Euro 2008 heads for KO after quality first half
Football Euro 2008 news - final group games, updates with quarter-final fixtures…
19 June 2008
SWITZERLAND - Eight teams are left while defending champions Greece, World Cup finalists France and the two hosts Austria and Switzerland have bid farewell as Euro 2008 heads to the knock-out stage and becomes a two-city tournament, with Spain, Netherlands, Italy, Croatia, Germany, Portugal, Turkey and Russia left.
With quarter-finals and semi-finals taking place in Basle and Vienna, the latter hosting the June 29 final, it's also farewell after Wednesday to six venues - Geneva, Zurich and Berne in Switzerland, and the Austrian cities of Klagenfurt, Salzburg and Innsbruck.
It's been a frenetic first half for the tournament, marked by entertaining, and at times dramatic football. There is now little time to catch breath as the quarter-finals come thick and fast, starting with Thursday's meeting between fancied Portugal and record winners Germany in Basle.
The group stage produced a number of highlights and some memorable moments. Four teams, Netherlands, Portugal, Spain and Croatia, were able to qualify from their groups after just two games and could well find themselves in the last four if they can continue their form.
UEFA president Michel Platini is delighted with the first half of the tournament, saying it has been marked by "dazzling" individual performances.
"We are privileged to be experiencing a tournament of exceptional quality combined with an extraordinary atmosphere," Platini told the organizers' website www.euro2008.uefa.com before the last of the group-stage matches.
"The results of the first 16 matches have already upset the established hierarchy and cast doubt on the most firmly rooted certainties.
"The quality of play is extolled by everyone, defensive tactics are nowhere to be seen, team play is not stifling the talent of individuals, who are frequently giving some particularly dazzling performances."

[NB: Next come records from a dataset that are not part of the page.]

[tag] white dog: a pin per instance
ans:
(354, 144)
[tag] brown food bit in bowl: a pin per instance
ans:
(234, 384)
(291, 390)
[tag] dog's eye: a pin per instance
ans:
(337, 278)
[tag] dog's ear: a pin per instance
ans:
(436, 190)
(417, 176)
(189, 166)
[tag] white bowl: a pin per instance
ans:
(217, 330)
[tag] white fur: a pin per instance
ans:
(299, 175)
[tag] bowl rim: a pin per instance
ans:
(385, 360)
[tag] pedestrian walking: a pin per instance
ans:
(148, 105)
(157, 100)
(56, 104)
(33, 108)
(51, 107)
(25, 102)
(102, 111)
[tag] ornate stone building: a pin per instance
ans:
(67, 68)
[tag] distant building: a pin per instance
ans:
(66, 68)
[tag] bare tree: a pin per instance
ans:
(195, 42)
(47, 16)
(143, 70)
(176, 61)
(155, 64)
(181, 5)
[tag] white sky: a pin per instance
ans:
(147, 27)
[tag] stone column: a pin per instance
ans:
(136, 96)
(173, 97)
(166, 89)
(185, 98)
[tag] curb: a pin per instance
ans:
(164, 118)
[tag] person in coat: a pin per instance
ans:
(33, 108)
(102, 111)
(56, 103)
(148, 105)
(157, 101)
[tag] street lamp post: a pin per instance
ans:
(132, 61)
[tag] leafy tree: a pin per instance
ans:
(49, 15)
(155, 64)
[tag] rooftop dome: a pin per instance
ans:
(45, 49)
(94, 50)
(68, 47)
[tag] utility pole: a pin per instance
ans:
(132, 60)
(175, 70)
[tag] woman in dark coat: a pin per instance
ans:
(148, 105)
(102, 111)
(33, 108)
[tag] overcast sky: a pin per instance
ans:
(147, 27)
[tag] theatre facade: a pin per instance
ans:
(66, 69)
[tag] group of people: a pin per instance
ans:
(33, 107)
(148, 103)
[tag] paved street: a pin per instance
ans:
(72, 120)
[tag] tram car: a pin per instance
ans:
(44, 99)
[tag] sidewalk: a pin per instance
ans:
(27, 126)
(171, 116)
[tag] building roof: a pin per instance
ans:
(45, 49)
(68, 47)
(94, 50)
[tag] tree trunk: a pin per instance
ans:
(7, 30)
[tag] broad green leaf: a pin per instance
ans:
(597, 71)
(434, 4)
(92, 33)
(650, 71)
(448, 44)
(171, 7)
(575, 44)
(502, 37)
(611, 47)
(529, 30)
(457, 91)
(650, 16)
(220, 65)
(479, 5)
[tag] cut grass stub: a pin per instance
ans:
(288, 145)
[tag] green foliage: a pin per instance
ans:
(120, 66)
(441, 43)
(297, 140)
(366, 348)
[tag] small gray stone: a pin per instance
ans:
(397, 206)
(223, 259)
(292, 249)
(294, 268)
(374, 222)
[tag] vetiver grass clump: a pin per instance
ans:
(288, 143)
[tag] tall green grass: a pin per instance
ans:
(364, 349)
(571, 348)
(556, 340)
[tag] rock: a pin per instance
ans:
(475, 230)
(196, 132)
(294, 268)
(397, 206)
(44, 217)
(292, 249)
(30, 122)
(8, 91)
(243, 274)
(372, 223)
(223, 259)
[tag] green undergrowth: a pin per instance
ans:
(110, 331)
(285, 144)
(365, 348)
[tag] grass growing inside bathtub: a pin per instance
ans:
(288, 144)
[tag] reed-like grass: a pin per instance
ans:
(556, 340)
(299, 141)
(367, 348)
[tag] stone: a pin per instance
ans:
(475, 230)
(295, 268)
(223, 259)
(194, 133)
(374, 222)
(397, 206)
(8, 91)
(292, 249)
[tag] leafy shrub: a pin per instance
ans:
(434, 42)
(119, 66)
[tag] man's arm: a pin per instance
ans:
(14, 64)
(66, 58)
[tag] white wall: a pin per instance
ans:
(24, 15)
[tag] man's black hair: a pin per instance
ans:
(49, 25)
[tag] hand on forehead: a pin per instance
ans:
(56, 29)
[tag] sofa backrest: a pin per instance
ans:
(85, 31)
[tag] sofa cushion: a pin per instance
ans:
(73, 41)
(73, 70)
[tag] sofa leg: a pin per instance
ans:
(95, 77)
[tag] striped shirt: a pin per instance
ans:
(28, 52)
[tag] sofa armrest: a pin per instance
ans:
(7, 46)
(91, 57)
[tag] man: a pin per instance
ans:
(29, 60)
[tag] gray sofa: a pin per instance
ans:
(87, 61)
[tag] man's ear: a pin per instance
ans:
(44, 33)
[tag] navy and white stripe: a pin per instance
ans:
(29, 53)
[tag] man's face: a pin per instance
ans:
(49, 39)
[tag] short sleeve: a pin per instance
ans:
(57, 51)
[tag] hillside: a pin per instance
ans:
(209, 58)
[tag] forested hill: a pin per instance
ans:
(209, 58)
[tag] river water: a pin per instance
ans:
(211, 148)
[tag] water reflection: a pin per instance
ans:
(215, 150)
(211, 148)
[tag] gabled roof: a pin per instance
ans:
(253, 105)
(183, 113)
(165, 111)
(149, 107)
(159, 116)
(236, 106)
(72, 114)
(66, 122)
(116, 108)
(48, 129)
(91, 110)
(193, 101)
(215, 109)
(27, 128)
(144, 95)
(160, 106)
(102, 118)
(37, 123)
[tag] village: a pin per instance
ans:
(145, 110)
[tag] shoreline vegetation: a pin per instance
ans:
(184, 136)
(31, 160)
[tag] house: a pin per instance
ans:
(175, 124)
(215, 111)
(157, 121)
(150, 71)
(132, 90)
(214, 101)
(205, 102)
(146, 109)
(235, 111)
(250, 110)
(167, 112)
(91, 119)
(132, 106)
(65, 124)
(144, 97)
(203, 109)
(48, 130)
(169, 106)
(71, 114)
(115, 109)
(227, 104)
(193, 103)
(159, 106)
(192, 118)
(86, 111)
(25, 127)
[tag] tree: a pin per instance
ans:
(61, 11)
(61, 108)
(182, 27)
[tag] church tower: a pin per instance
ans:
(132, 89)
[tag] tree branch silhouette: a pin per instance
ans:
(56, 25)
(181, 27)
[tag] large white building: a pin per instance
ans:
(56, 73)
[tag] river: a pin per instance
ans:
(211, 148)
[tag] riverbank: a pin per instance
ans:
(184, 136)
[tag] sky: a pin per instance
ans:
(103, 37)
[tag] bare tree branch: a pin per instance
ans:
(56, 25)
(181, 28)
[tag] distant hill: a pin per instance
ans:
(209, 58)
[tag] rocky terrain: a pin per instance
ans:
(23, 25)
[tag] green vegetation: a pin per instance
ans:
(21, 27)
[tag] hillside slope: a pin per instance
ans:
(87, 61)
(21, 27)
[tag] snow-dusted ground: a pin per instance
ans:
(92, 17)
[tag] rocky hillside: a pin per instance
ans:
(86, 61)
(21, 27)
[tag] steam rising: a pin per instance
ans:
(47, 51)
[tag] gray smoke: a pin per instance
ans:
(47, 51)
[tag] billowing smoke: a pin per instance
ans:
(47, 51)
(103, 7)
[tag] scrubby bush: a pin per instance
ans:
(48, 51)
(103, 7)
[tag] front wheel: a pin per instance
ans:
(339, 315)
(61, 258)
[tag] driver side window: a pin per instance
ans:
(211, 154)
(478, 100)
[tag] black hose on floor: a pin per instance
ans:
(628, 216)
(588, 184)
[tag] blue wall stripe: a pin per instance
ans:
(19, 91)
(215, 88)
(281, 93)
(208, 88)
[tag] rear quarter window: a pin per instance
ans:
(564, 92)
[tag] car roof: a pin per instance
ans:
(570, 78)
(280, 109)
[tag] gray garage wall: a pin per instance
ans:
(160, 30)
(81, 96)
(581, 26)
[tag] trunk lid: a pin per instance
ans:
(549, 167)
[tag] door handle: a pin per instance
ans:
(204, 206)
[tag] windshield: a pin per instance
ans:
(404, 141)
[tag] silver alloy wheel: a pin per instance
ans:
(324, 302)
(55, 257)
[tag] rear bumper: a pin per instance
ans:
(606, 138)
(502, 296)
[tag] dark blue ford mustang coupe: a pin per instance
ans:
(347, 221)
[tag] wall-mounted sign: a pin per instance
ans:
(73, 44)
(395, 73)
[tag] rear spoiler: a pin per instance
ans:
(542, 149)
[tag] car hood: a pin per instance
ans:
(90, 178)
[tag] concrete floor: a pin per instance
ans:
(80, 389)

He no doubt has players such as Spain's four-goal striker David Villa, Dutch midfielder Wesley Snijder, twice voted man-of-the-match in his two appearances, or Portugal playmaker Deco in mind, but there have been many stand-out performers.
A former French playing great, Platini will not have been too pleased to see France go out after defeat to world champions Italy on Tuesday. The Italians can meanwhile thank a penalty save from Gianluigi Buffon against Romania for still being around.
The event may now take on a different flavour in the knock-out stage where almost inevitably at major tournaments a team's progress or failure could come down to a penalty shoot-out.
Two quarter-final matches at Euro 2004 went to shoot-outs, while the 1996 tournament in England saw two quarter-final games and both semi-final matches decided by spot kicks.
The Dutch, who swept to resounding victories over Italy and France, have every reason to be wary after being involved in penalty shoot-outs at the last four tournaments since winning the title in 1988.
They lost three in a row - against winners Denmark in 1992 (semi-final), France in 1996 (quarter-final) and Italy in 2000 (semi-final) - before overcoming Sweden on penalties in the quarter-finals in Portugal four years ago.
They face Russia, who are coached by former Bondscoach Guus Hiddink and looked like a very powerful side in their 2-0 victory against Sweden in their last group game, in the round of the last eight.
Meanwhile perennial let-down Spain have also impressed, with Villa scoring a hat-trick in a 4-1 pounding of Russia.
Spain have not gone beyond the quarter-finals since winning the tournament in 1964 and now have a tough task awaiting them against Italy in Vienna on Sunday.
Germany got off to a good start with a 2-0 victory over Poland but were brought down to earth by Croatia who are in confident mood after three straight wins as they go into a clash with Turkey in Vienna on Friday.
The Turks have been involved in two of the most dramatic games, with last-gasp victories, over Switzerland amid a deluge in Basle and after coming from 2-0 down against Czech Republic, whose goalkeeper Petr Cech was a forlorn figure after his mistake allowed Turkey to pull level.
The tournament has inevitably been not without its refereeing controversies and three players have so far been shown red cards, while two coaches - Germany's Joachim Loew and Austria's Josef Hickersberger - were also sent off. Loew now serves a one-match suspension for Germany's quarter-final with Portugal.
Platini accepted there had been occasional errors by match officials but said the overall standard of refereeing had been very high.